I like the "Publisher" file rule level because it offers the most flexibility, longevity for a specific vendor's code signing certificate. If you look at the certificate chain for chrome.exe, you will see that the issuing PCA (i.e. the issuer above the leaf certificate) is Symantec. Obviously, we wouldn't want to whitelist all code signed by certs issued by Symantec but I'm okay allowing code signed by Google who received their certificate from Symantec.

Certificate chain for chrome.exe
So now I'm ready to create the first draft of my code integrity rules for Chrome.

I always start by creating a FilePublisher rule set for the binaries I want to whitelist because it allows me to associate what binaries are tied to their respective certificates.
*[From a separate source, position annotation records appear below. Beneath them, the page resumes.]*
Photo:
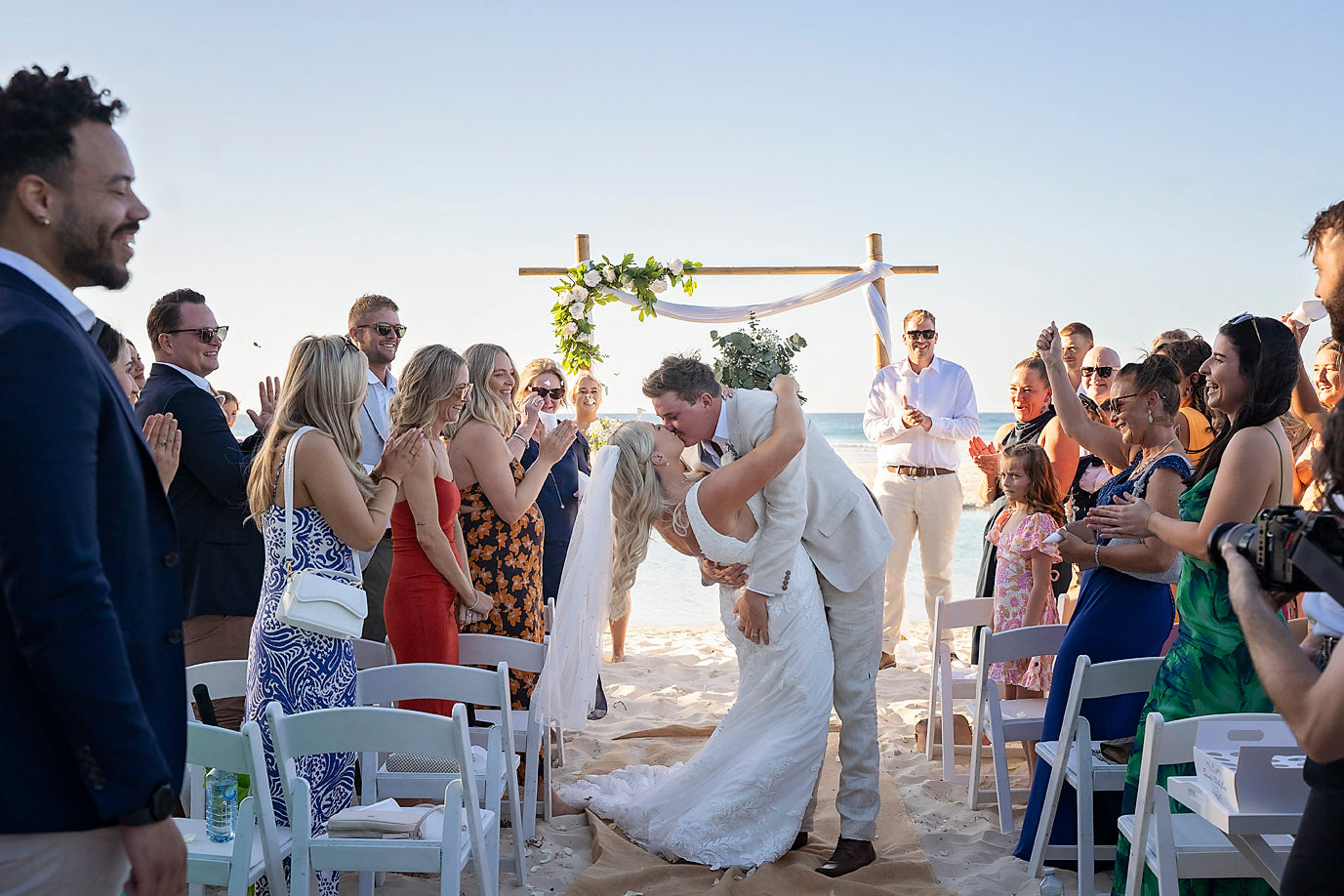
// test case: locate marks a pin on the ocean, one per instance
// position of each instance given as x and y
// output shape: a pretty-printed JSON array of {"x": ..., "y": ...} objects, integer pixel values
[{"x": 669, "y": 591}]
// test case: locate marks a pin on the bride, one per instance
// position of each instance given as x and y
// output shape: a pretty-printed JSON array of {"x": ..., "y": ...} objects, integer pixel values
[{"x": 742, "y": 798}]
$GooglePEs = Get-SystemDriver -ScanPath 'C:\Program Files (x86)\Google' -UserPEs
New-CIPolicy -FilePath Google_FilePub.xml -DriverFiles $GooglePEs -Level FilePublisher -UserPEs

What resulted was the following ruleset. Everything looked fine except for a single Microsoft rule generated which was associated with d3dcompiler_47.dll. I looked in my master rule policy and I already had this rule. Me being obsessive compulsive wanted a pristine ruleset including only Google rules. This is good practice anyway once you get in the habit of managing large whitelist rulesets. You'll want to keep separate policy XMLs for each whitelisting scenario you run into and then merge accordingly. After removing the MS binary from the list, what resulted was a much cleaner ruleset (Publisher applied this time) consisting of only two signer rules.

$OnlyGooglePEs = $GooglePEs | ? { -not $_.FriendlyName.EndsWith('d3dcompiler_47.dll') }
New-CIPolicy -FilePath Google_Publisher.xml -DriverFiles $OnlyGooglePEs -Level Publisher -UserPEs

So now, all I should need to do is merge the new rules into my master ruleset, redeploy, reboot, and if all works well, Chrome should install and execute without issue.

$MasterRuleXml = 'FinalPolicy.xml'
$ChromeRules = New-CIPolicyRule -DriverFiles $OnlyGooglePEs -Level Publisher
Merge-CIPolicy -OutputFilePath FinalPolicy_Merged.xml -PolicyPaths $MasterRuleXml -Rules $ChromeRules
ConvertFrom-CIPolicy -XmlFilePath .\FinalPolicy_Merged.xml -BinaryFilePath SIPolicy.p7b
# Finally, on the Device Guard system, replace the existing
# SIPolicy.p7b with the one that was just generated and reboot.

One thing I neglected to account for was the initial Chrome installer binary. I could have incorporated the binary into this process but I wanted to try my luck that Google used the same certificates to sign the installer binary. To my luck, they did and everything installed and executed perfectly. I would consider myself lucky in this case because I selected a software publisher (Google) who employs decent code signing practices.

Conclusion

In future blog posts, I will document my experiences deploying software that doesn't adhere to proper signing practices or doesn't even sign their code. Hopefully, the Google Chrome case study will, at a minimum, ease you into the process of updating code integrity policies for new software deployments.

The bottom line is that this isn't an easy process. Are there ways in which Microsoft could improve the code integrity policy generation/update/deployment/auditing experience? Absolutely! Even if they did though, the responsibility ultimately lies on you to make informed decisions about what software you trust and how you choose to enforce that trust!